Крыши вагонов, мокрые от росы, ослепительно блестели под солнцем. И рельсы, тоже блестящие, сходились пучком к поворотному кругу, и от него снова разбегались к многочисленным воротам депо, к складам, на элеватор и в тупики. Но была одна пара рельсов, только одна, которая, презрев все побочные пути и повороты, уходила в неоглядную даль, как в неведомое будущее.
Впрочем, это только так говорится — «неведомое». На самом-то деле я отлично знал, какие станции и какие города нанизаны на эту железную дорогу. Все было мне ведомо, но тем не менее даль есть даль и она всегда зовет манящими, обещающими голосами. Глядя на убегающие в неизвестную даль рельсы, я думал, что именно там где-то ждет меня то самое настоящее, из-за чего стоит жить на свете. Только там и уж никак не в этом степном городке.
Очень уж хорошо мне знаком этот городок, чтобы ожидать от него чего-нибудь еще.

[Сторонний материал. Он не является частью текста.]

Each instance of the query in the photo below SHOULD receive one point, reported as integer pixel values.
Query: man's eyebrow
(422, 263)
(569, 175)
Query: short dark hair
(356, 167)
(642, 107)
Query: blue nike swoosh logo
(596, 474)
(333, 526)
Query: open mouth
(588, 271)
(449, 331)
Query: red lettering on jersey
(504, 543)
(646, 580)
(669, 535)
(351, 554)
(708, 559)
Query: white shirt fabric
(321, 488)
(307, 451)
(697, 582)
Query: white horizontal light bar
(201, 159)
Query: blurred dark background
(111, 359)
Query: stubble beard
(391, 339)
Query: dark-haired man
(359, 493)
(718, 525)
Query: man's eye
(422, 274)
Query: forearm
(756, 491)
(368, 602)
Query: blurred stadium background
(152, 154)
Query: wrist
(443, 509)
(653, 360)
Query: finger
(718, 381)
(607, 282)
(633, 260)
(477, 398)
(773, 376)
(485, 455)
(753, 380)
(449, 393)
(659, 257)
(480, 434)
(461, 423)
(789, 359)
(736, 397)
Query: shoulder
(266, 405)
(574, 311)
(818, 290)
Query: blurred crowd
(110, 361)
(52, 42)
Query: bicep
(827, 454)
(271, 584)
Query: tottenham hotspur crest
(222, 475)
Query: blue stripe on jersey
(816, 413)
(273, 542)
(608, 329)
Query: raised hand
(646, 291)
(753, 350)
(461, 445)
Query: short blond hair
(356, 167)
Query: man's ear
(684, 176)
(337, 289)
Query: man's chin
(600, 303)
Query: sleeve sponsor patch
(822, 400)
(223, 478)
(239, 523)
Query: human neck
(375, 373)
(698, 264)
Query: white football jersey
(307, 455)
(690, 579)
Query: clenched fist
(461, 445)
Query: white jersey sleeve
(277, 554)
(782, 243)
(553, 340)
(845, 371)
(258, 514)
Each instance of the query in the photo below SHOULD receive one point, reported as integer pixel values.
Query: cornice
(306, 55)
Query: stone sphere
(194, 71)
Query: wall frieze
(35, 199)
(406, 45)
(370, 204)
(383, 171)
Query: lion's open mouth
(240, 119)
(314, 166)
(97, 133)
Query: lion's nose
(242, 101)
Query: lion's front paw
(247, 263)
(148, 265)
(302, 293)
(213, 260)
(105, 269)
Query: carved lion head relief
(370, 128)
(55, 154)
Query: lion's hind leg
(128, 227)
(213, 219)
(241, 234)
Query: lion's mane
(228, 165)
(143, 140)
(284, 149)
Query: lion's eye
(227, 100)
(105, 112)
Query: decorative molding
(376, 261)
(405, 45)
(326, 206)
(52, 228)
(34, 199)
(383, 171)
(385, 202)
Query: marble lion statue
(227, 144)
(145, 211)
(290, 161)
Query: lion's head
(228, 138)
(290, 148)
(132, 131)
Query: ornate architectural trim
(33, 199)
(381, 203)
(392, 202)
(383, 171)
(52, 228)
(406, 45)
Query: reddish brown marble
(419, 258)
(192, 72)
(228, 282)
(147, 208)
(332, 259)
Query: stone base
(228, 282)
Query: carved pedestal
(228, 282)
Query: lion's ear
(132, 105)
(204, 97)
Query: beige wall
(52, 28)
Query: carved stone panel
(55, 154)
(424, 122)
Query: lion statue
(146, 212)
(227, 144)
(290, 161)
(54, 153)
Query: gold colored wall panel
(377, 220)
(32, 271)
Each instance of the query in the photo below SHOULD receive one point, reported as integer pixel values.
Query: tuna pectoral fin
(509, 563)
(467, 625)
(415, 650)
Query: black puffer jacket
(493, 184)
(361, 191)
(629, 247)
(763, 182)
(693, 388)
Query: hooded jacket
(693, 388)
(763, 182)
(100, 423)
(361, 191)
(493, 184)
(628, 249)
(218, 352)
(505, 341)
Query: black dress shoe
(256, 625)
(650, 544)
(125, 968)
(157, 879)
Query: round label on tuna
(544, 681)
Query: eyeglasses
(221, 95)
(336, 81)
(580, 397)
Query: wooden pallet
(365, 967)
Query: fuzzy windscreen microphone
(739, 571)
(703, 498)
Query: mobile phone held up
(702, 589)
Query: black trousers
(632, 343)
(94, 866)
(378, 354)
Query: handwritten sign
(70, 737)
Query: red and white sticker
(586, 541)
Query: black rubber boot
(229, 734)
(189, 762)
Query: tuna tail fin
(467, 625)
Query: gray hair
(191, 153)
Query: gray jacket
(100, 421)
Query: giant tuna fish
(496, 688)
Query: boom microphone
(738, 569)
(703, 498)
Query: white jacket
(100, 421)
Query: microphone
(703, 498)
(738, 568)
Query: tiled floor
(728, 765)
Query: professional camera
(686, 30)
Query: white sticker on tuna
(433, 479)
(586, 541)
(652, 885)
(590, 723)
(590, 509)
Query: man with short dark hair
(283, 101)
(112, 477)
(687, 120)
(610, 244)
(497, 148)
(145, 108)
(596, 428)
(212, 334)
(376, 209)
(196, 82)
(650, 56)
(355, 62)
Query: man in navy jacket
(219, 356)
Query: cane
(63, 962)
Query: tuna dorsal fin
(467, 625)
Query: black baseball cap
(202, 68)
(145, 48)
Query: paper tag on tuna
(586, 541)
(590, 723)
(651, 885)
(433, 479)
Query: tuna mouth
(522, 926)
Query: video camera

Вот вправо от вокзала, длинного двухэтажного здания, тянется улица, состоящая из однообразных казенных домиков, улица, похожая на аллею: чудовищные кусты акации и сирени разрослись так пышно, что совсем почти заслонили дома, а над сиренью, над крышами домов раскинули свои зеленые шатры столетние белоствольные стройные тополя, изысканно изогнутые черные ветви могучих лип. Все лето тут перекликались дрозды и шумно бесчинствовала всякая птичья мелочь, заглушая по временам даже паровозные гудки.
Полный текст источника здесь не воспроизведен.